The given data can be listed below,

• The mass of the soccer ball is, m = 0.420 kg.
• The initial speed of soccer is, $v_i=2\hspace{0.33em}m/s$.
• The constant force acting on the ball is, $F_c=40\hspace{0.33em}N$.
• The final speed of the ball is, $v_f=6.0\hspace{0.33em}m/s$. 

According to the work-energy theorem, a system's change in energy is what constitutes work. A moving object's kinetic energy is altered when it is stopped. Therefore work has been done on it.

The total work done on the ball is given by,

$$\begin{gathered} W_{tot}=K_2-K_1 \\ =\frac{1}{2}m{v}_f^2-\frac{1}{2}m{v}_i^2 \end{gathered}$$                                                                                                    …(i)

The work done by the force is given by,

$$\begin{gathered} W_{tot}=\overrightarrow{f}·\overrightarrow{s} \\ =fs \cos \varphi \end{gathered}$$                                                                                                                  …(ii)

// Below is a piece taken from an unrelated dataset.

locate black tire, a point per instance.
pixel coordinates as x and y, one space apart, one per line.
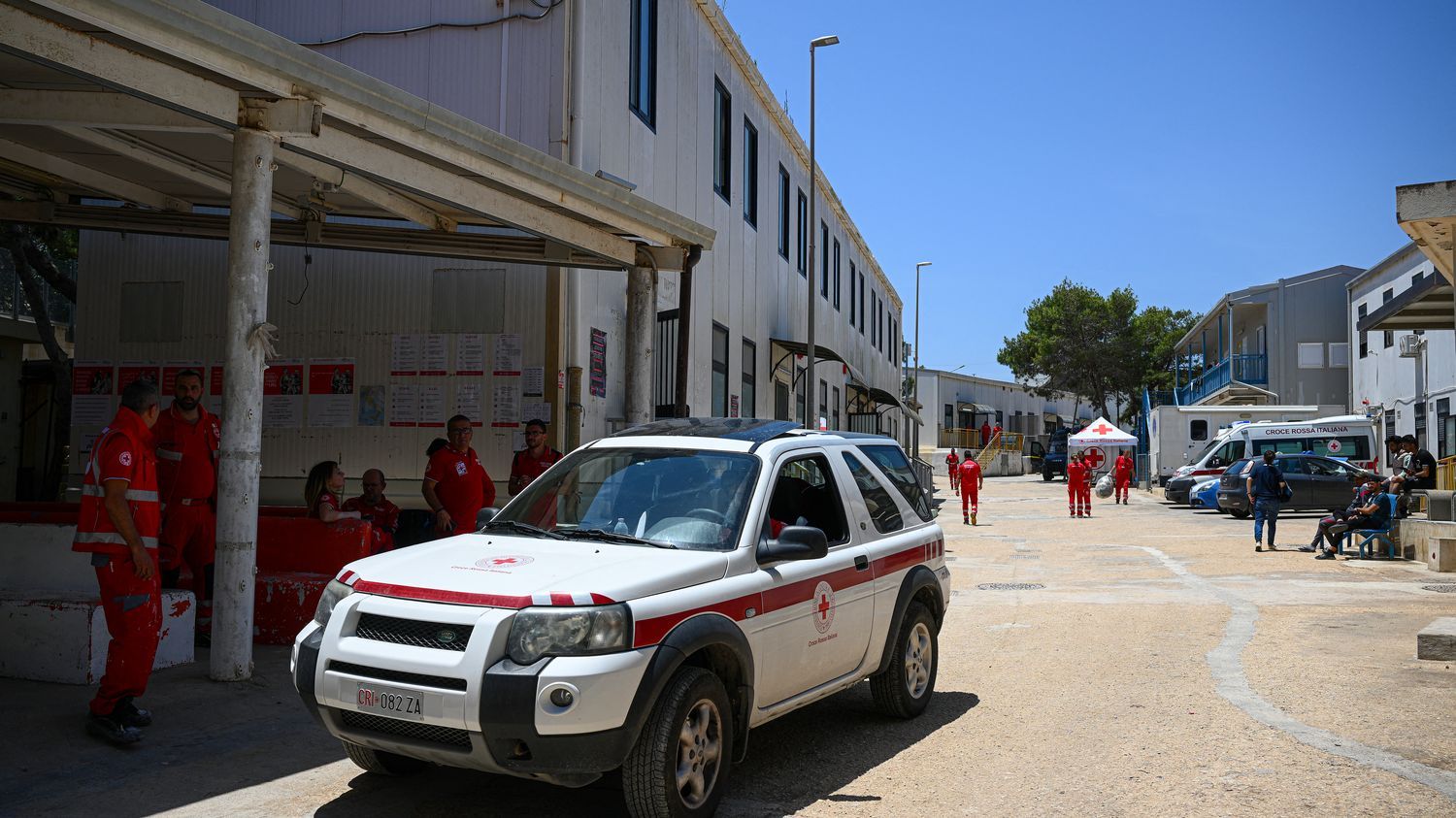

Compare equation (i) and (ii), the distance travelled by the player is given by,

$$\begin{gathered} fs \cos \varphi =\frac{1}{2}m{v}_2^2-\frac{1}{2}m{v}_1^2 \\ s=\frac{1}{2f}m\left(v_f^2{-}_i^2\right) \end{gathered}$$ 

Substitute all the values in the above,

$$\begin{gathered} s=\frac{1}{2f}m\left(v_f^2{-}_i^2\right) \\ =\frac{1}{2\left(40 N\right)}\left(0.42 kg\right)\left[{\left(6 m/s\right)}^2-{\left(2 m/s\right)}^2\right] \\ =\frac{13.44}{40}m \\ =0.168 m \end{gathered}$$ 

Thus, the distance traveled by the player to increase the velocity is 0.168 m.